已发表论文

肝细胞癌术后生存与残余胆固醇的 U 型关联:可解释机器学习模型的开发与验证

 

Authors Liu GM , Liao JP, Xu JW 

Received 22 September 2025

Accepted for publication 25 November 2025

Published 1 December 2025 Volume 2025:12 Pages 2639—2653

DOI https://doi.org/10.2147/JHC.S569292

Checked for plagiarism Yes

Review by Single anonymous peer review

Peer reviewer comments 2

Editor who approved publication: Dr Ahmed Kaseb

Gao-Min Liu,1,2 Jia-Peng Liao,1,2 Ji-Wei Xu1,2 

1Department of Hepatobiliary Surgery, Meizhou Clinical Institute of Shantou University Medical College, Meizhou, 514000, People’s Republic of China; 2Department of Hepatobiliary Surgery, Meizhou People’s Hospital, Meizhou, 514000, People’s Republic of China

Correspondence: Ji-Wei Xu, Department of Hepatobiliary Surgery, Meizhou People’s Hospital, No. 38 Huangtang Road, Meizhou, 514000, People’s Republic of China, Tel +0086-13823832715, Email javeeht@163.com

Background and Objectives: The prognostic role of remnant cholesterol (RC) in hepatocellular carcinoma (HCC) remains unexplored.

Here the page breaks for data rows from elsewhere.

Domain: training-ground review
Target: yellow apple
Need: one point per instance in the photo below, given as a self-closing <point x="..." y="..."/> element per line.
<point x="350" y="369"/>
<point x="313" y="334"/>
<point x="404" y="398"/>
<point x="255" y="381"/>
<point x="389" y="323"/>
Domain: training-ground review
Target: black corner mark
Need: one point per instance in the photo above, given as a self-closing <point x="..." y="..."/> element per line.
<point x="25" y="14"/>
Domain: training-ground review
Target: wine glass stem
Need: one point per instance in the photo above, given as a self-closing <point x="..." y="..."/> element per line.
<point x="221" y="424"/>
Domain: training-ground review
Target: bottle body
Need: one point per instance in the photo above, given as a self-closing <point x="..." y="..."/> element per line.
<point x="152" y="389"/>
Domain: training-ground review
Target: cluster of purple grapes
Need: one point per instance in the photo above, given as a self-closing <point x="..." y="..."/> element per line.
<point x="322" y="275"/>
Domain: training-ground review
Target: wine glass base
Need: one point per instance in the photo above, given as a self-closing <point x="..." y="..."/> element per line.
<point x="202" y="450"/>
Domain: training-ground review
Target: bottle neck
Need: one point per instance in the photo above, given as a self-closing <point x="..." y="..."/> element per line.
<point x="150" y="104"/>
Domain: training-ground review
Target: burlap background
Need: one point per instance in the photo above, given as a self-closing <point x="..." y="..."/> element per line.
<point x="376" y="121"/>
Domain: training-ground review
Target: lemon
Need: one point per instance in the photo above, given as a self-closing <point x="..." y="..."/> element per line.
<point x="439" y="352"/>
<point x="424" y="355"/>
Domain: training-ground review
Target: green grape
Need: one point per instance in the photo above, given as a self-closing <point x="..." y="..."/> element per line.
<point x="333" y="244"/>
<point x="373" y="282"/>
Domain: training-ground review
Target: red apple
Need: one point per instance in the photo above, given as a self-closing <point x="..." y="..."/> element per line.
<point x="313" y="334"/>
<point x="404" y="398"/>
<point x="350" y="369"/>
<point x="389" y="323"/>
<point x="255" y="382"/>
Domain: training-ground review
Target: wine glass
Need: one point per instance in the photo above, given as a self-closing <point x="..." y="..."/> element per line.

This study aimed to investigate the association between RC and overall survival (OS) in HCC patients after hepatectomy and to develop a robust prognostic model.
Materials and Methods: 439 HCC patients who underwent curative hepatectomy were retrospectively analyzed. RC was calculated as total cholesterol minus (HDL-c + LDL-c). To specifically evaluate the potential nonlinear relationship, the association between RC and OS was assessed using restricted cubic splines (RCS) in addition to Cox regression and subgroup analyses. A machine learning approach employing nine algorithms was used to develop a prognostic model, with model interpretability achieved using SHapley Additive exPlanations (SHAP). An online predictive tool was subsequently deployed.
Results: A significant U-shaped relationship between RC and OS (P for non-linearity = 0.013) was identified, with the lowest risk observed at approximately 1.04 mmol/L. Both too low and too high RC levels were independent predictors of worse OS. Among the machine learning models, XGBoost demonstrated superior and consistent performance for predicting 1-, 3-, and 5-year OS. SHAP analysis confirmed RC as a key predictive feature, alongside TNM stage and tumor characteristics. An interactive web-based tool was successfully implemented for clinical use.
Conclusion: RC demonstrates a novel U-shaped association with HCC postoperative survival in an Asian HBV-endemic cohort, underscoring its role as a significant biomarker reflecting metabolic imbalance. The developed machine learning model, which integrates RC, provides accurate, interpretable, and individualized risk assessment, offering a valuable tool for clinical prognostication and potential guidance for personalized management strategies.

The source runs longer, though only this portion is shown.